AN OVERVIEW OF CONCEPTUAL AND QUANTITATIVE MODELS OF GROUNDWATER IMPACTS FROM CBM DEVELOPMENT IN THE POWDER RIVER BASIN, SOUTHEASTERN MONTANA, AND COMPARISON TO MONITORING DATA

Coalbed methane (CBM) production began in southeastern Montana in April 1999. Production requires the removal and management of large quantities of water from coalbeds that are commonly used aquifers in this region. The Powder River Basin is a semi-arid region with an agricultural-based economy that is dependent on the availability of groundwater. Due to this conflict, a variety of conceptual and quantitative models have been developed to evaluate the potential impacts to water availability (e.g. Wheaton and Metesh, 2002 and Myers, 2009). The differences in these models make it clear that long-term monitoring of actual impacts is required to determine which modeling assumptions are valid and to verify the magnitude of actual impacts as well as the lack of impacts.

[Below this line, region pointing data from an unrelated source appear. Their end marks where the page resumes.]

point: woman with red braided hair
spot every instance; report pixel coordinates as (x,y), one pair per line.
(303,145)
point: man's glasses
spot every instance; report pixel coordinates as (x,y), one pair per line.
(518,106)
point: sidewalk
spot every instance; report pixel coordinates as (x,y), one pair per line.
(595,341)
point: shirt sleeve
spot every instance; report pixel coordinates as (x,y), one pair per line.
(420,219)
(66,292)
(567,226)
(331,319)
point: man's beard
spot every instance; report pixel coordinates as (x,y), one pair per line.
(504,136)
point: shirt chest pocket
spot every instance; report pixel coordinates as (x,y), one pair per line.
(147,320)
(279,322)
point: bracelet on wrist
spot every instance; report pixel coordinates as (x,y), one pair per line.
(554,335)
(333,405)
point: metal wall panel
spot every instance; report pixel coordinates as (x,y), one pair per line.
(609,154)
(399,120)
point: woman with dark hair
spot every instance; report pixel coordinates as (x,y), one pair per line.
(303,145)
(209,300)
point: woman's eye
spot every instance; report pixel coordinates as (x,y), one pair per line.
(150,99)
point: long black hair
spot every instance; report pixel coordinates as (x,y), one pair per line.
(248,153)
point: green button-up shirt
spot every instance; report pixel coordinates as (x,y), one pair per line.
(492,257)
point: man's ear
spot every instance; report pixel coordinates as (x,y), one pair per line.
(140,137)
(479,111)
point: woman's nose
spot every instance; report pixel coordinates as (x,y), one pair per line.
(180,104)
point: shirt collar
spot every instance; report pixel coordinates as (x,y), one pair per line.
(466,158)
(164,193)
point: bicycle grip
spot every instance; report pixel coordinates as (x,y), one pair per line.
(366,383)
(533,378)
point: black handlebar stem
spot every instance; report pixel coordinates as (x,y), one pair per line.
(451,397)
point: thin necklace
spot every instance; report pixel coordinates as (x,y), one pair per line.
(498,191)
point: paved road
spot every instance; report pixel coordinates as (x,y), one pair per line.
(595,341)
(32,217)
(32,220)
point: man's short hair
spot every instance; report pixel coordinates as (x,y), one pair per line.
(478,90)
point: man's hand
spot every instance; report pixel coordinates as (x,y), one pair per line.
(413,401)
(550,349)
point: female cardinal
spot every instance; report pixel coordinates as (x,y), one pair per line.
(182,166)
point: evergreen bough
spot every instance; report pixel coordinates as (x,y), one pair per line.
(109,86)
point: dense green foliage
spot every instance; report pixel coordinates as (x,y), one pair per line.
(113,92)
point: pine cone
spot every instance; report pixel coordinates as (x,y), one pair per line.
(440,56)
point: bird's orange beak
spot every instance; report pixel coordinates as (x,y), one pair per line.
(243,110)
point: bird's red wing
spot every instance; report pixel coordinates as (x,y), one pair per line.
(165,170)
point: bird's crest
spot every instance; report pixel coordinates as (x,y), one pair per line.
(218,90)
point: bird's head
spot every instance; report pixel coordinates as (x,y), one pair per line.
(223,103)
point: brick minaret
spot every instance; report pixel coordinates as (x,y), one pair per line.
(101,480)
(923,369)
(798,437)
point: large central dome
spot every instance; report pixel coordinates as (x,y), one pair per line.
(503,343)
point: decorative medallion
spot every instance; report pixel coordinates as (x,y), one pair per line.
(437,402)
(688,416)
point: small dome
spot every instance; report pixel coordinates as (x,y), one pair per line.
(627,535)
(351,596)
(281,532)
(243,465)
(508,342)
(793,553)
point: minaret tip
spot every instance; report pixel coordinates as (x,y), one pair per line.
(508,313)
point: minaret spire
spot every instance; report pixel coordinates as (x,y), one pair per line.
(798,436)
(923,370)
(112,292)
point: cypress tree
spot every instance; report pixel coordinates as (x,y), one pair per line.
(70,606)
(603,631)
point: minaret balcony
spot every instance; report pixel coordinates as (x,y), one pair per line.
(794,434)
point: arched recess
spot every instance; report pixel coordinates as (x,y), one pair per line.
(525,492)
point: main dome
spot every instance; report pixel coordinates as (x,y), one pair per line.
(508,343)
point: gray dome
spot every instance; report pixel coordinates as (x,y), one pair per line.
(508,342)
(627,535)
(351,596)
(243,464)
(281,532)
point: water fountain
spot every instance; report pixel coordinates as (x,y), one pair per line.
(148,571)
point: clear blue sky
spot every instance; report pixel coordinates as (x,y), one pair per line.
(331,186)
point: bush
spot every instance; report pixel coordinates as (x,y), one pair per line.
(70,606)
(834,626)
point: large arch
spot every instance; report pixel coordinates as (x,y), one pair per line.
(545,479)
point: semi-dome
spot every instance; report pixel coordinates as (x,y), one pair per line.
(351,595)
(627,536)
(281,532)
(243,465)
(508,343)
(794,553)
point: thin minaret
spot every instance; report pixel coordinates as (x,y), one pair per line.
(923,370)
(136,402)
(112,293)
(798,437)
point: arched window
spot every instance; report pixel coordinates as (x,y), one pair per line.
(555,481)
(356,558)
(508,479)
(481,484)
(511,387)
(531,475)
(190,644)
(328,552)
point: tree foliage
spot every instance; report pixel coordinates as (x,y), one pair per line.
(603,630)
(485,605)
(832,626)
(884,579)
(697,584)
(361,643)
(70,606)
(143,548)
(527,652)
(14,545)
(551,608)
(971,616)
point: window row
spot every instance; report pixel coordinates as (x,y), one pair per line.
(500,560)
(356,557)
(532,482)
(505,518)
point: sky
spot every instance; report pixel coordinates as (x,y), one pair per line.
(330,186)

In Montana, a regional CBM groundwater monitoring program is operated that includes inventories of groundwater resources and regular monitoring at 234 wells, 15 springs, and 2 streams. Data are also collected from CBM wells, domestic wells and livestock wells. Monitored units include coalbeds, adjacent sandstone units, and alluvium (Meredith et al., 2009). This monitoring shows that after 10 years of CBM production, the 20 foot drawdown contour extends roughly 1 to 1.5 miles outside the production areas; that major faults tend to act as barriers to ground-water flow; and that vertical migration of drawdown tends to be limited by shale layers.

The hydrogeologic assessment in the BLM’s Montana CBM EIS was based in part on computer modeling. It was projected that after 10 years of development the 20 foot drawdown contour would reach approximately 2 miles from the edge of development. It was also anticipated that faults would act as barriers to drawdown, and that that impacts to overlying or underlying aquifers would be minor due to the confined nature of the coals. As such, observed impacts appear to be in line with, or somewhat less than, the projections contained in the Montana CBM EIS. Other models which predict greater impacts do not appear to be supported by the monitoring data.